Дежурные, естественно, прекратили применять двойные нельсоны, захваты и прочие болевые приемы, вытянулись в струнку, приветствуют родного и действительно любимого начальника:
— Здравия желаем, товарищ генерал! Зато ботаник субординации не соблюдает и уже в лицо генералу кричит:
— У вас тут охламоны служат! Невежды! На святое покушаются…
Дежурный подсказывает вполголоса:
— Это псих, товарищ генерал! Генерал заинтересовался:
— Простите, гражданин, вы кто?
— Я вовсе не псих, а член-корреспондент Академии наук, ботаник… Вот мое удостоверение. Прикажите, чтобы эти дикари прекратили пилить дерево.
Начальник приказал приостановить работы по сносу зеленых насаждений и снова обращается к мужику:
— Вижу, вам есть что сказать. Если не возражаете, побеседуем в моем кабинете.
— С удовольствием!
Уселись в генеральском кабинете на новый, черной кожи диван, дежурный офицер чай и сахарницу притащил.
Короче, разговор душевный пошел. Оказывается, этот ботаник заслуженный шел по улице и вдруг видит, что какие-то людишки пилой к дереву прицеливаются. А дерево-то не простое, а канатное. Таких всего два в Москве. И оба охраняются (или должны охраняться) государством.
Вник знаменитый и умный генерал в проблему да разобрался с хозяйственником по полной программе, заставил прочесть учебник «Ботаники» за пятый класс.
* * *
Вот такая судьба у этого здания и его двора. И в войну 1812 года здание не сгорело, и лепнину свою с голыми Психеями и ангелочками на стенах сохранило, и дерево… Видно, судьба счастливая такая. Ведь это надо быть такому стечению обстоятельств: и ботаник в нужный момент поблизости оказался, и начальник управления…
Против судьбы не попрешь.
А канатное дерево, кажется, по сей день стоит. Если только голубые ели новый хозяйственник не посадил.
«Не хочешь испачкать брюки, не пугай клиента»
В годы «коммунистического рабства», как ныне говорят так называемые либералы и демократы, валюта в СССР в почете не была. Наверное, физиономии американских президентов нам, воспитанным в духе пролетарской ненависти, не нравились. На черном рынке за доллар давали два рубля, а в зале суда — до пятнадцати лет и высшую меру, да еще с конфискацией.
И тем не менее тяга к вечно зеленому в обществе была неизбывная. «Они» покупали, «их» сажали, «они» выходили и снова покупали, и «их» снова сажали. Доллар шел по кругу.
Еще лейтенантом мой приятель принимал участие в задержании крупного валютчика-бестии, личности хитрой и опасной.
Работали за ним день и ночь, собирая и документируя доказательства. Все шло своим чередом. Объект даже не предполагал, что время для него стало замедлять свой ход и скоро он будет встречать рассвет часов на семь раньше, чем в Москве. И день будет сменяться ночью только два раза в год.

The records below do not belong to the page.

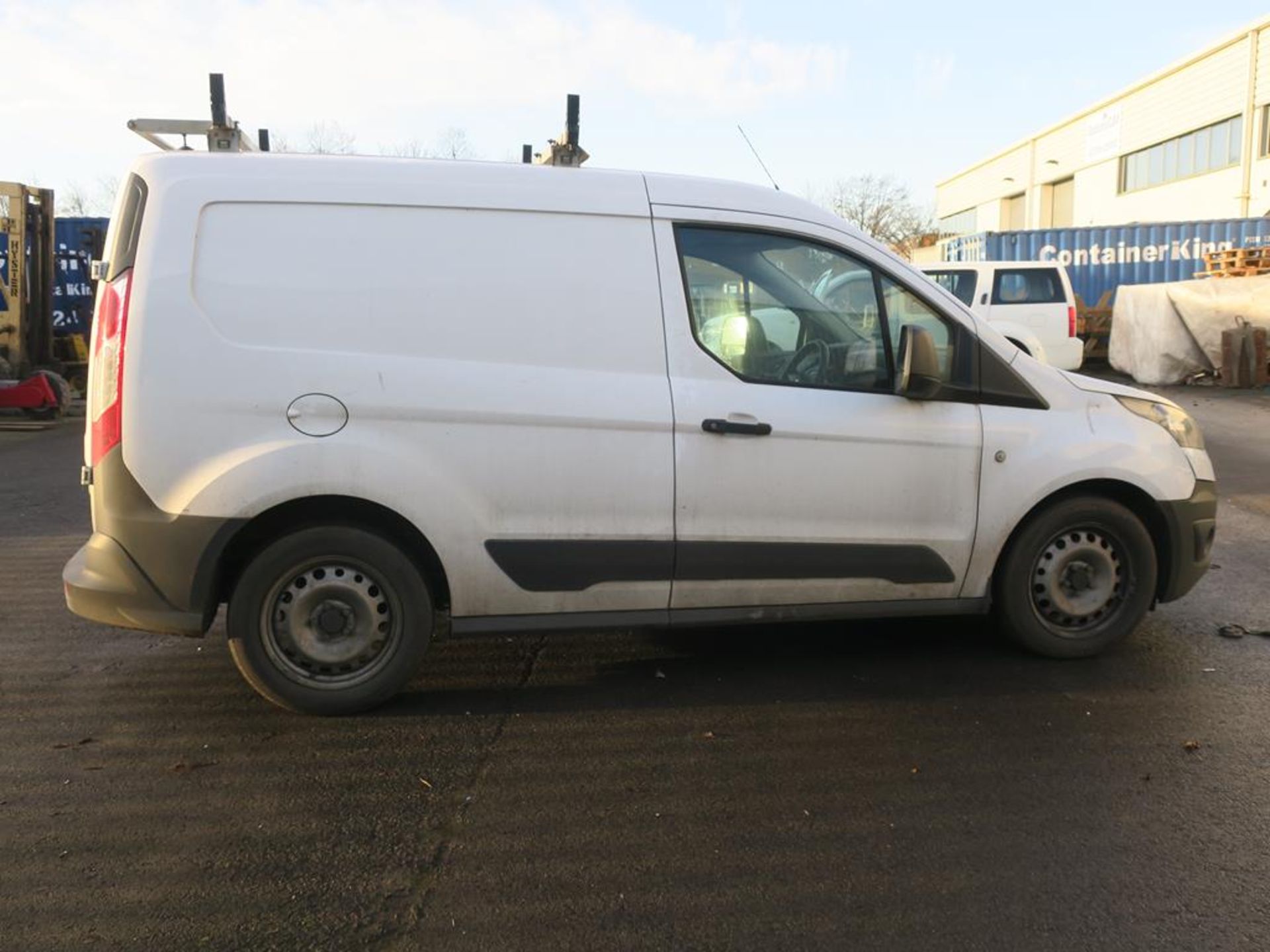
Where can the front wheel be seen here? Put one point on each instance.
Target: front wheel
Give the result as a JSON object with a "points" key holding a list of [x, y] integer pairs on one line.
{"points": [[1078, 578], [329, 619]]}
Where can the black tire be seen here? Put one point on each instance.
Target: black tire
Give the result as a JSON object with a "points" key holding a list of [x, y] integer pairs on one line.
{"points": [[362, 621], [1104, 584]]}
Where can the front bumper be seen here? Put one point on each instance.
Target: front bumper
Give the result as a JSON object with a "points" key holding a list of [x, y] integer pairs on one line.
{"points": [[1191, 528], [103, 584]]}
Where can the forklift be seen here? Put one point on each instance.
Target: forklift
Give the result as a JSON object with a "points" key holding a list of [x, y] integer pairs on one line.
{"points": [[31, 375]]}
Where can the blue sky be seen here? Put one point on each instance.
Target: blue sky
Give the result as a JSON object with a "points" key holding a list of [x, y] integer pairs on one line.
{"points": [[825, 89]]}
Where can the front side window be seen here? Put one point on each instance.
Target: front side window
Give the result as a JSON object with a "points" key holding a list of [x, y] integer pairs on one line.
{"points": [[777, 309], [960, 285], [1028, 286], [781, 310]]}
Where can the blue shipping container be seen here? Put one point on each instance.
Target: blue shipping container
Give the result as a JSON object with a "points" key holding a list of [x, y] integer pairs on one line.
{"points": [[73, 288], [1101, 259]]}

То день, то ночь… полярная.
Выстроенная система его разработки дала однажды трещину, в которую тот и ушел, оставив с носом несколько бригад наружной разведки и поставив карьеру основного разработчика на край пропасти.
Не одна группа наружки моталась по адресам, пытаясь взять объекта. Но жребий судьбы пал на моего приятеля, который беглого преступника вычислил в толпе, догнал, скрутил. Наверное, при этом от собственного страха публично, походя набил ему табло.

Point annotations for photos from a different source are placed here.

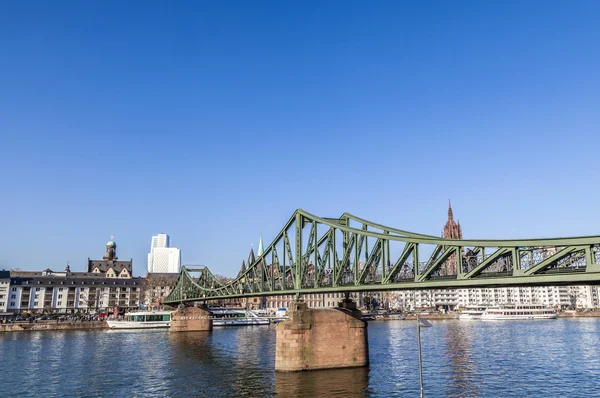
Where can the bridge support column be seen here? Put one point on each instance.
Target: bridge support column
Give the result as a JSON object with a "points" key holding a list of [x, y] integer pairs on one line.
{"points": [[190, 319], [321, 338]]}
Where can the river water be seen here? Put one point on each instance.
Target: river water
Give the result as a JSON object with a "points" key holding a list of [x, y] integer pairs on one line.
{"points": [[484, 359]]}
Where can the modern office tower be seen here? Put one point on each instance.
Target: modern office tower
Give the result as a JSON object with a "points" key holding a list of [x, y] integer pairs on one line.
{"points": [[162, 258]]}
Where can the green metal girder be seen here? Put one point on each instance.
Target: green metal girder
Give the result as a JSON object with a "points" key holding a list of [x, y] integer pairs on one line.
{"points": [[555, 257], [437, 263], [408, 249], [487, 262], [261, 278]]}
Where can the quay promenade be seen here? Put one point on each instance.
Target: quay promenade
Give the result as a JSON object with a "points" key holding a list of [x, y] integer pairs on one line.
{"points": [[24, 326]]}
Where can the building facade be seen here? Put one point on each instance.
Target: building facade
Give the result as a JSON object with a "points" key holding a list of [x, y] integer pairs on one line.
{"points": [[71, 292], [110, 266], [156, 287], [4, 289], [163, 258]]}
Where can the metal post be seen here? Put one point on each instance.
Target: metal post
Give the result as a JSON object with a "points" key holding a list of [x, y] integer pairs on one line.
{"points": [[420, 361]]}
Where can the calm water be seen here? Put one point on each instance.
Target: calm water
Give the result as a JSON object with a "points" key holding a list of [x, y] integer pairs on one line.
{"points": [[487, 359]]}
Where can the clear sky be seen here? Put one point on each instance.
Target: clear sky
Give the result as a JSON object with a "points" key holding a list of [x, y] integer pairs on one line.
{"points": [[214, 121]]}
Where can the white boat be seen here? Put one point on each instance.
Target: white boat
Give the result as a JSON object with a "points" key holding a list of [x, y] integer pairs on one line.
{"points": [[472, 312], [142, 320], [237, 317], [518, 311]]}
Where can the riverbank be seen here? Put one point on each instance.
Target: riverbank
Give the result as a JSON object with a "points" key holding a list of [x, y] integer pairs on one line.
{"points": [[51, 325], [454, 315], [590, 314]]}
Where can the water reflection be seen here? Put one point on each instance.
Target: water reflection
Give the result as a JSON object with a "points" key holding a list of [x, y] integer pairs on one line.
{"points": [[350, 382], [460, 364], [504, 359]]}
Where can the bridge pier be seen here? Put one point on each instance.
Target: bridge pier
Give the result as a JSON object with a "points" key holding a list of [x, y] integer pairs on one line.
{"points": [[190, 319], [321, 338]]}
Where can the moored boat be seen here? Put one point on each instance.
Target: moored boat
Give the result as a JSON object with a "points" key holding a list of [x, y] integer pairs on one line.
{"points": [[472, 312], [518, 311], [142, 320], [237, 317]]}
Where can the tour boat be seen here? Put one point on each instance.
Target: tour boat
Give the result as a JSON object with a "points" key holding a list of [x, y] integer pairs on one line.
{"points": [[518, 311], [142, 320], [237, 317], [471, 312]]}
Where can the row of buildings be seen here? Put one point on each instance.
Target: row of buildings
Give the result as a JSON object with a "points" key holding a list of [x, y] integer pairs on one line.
{"points": [[109, 285]]}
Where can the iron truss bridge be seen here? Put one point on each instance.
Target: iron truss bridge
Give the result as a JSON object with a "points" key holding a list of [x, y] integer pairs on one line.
{"points": [[320, 255]]}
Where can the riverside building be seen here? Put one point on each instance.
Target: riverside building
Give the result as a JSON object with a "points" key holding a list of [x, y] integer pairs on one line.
{"points": [[107, 284], [4, 288]]}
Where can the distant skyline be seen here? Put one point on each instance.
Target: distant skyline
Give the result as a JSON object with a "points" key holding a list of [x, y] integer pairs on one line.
{"points": [[216, 121]]}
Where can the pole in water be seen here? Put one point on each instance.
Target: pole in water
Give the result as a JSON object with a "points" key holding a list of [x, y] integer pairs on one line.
{"points": [[425, 323], [420, 361]]}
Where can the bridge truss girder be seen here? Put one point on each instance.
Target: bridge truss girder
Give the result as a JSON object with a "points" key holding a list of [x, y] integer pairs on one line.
{"points": [[321, 255]]}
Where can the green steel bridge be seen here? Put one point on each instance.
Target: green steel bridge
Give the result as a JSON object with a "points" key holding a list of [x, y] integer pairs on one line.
{"points": [[347, 254]]}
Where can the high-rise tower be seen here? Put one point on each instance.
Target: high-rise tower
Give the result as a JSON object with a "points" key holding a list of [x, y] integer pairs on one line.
{"points": [[162, 257]]}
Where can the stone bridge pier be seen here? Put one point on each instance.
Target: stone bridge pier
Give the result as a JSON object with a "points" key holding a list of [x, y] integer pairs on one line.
{"points": [[190, 319], [321, 338]]}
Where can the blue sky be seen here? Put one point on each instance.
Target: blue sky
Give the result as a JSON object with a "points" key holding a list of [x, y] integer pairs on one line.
{"points": [[212, 122]]}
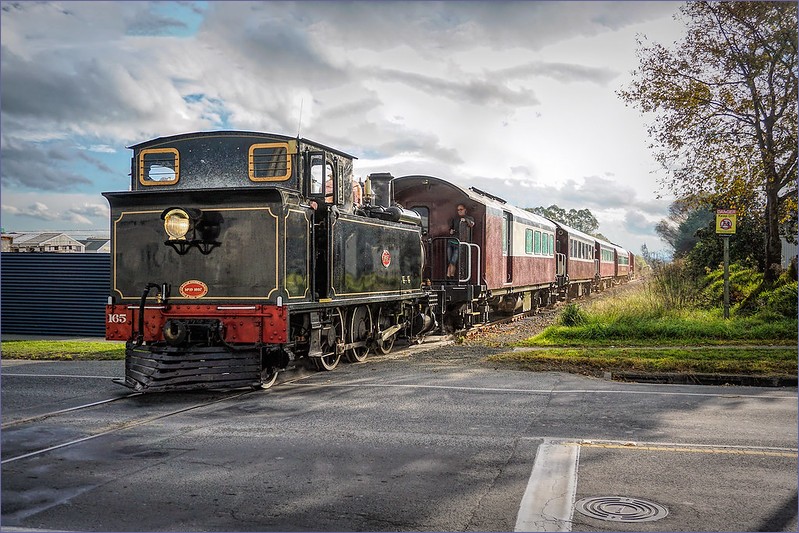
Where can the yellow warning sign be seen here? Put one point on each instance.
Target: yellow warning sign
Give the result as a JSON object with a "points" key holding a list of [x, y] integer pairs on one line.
{"points": [[725, 221]]}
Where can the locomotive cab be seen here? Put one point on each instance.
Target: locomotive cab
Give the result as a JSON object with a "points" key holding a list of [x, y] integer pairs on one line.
{"points": [[236, 253]]}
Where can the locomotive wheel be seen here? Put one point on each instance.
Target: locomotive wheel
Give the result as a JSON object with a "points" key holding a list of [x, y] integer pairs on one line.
{"points": [[330, 360], [383, 323], [360, 328], [268, 378]]}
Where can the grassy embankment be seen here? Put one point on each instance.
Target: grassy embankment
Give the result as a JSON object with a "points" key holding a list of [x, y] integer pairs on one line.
{"points": [[63, 350], [641, 332]]}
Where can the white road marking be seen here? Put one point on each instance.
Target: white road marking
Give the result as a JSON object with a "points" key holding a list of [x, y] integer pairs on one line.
{"points": [[766, 396], [4, 374], [548, 501]]}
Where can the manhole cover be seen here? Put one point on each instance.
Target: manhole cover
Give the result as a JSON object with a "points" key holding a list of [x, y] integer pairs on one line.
{"points": [[618, 509]]}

Валютчик был действительно физически сильный, но внешне невзрачный и тщедушный: плюнь — и развалится. Этакий бальзаковский Гобсек. Однако заинструктированный амбал — красавец по жизни, но салага в чине младшего оперуполномоченного по службе — жестко взял его на улице Горького, скрутил и швырнул в машину.
Потея от азарта и чувства выполненного долга, а может, от предвкушения тяжести ордена на груди, он мчал по столице, сверкая синим фонарем, издавая неприличные звуки клаксоном, чем вызывал восторг детей и пугал законопослушных граждан.
И вот родное здание на Лубянке. Крутанул руль опер, зачем-то газанул, влетел во двор, да не рассчитал траекторию своего полета. Багажником своей машины он с диким скрежетом долбанул две стоявшие там конфискованные машины.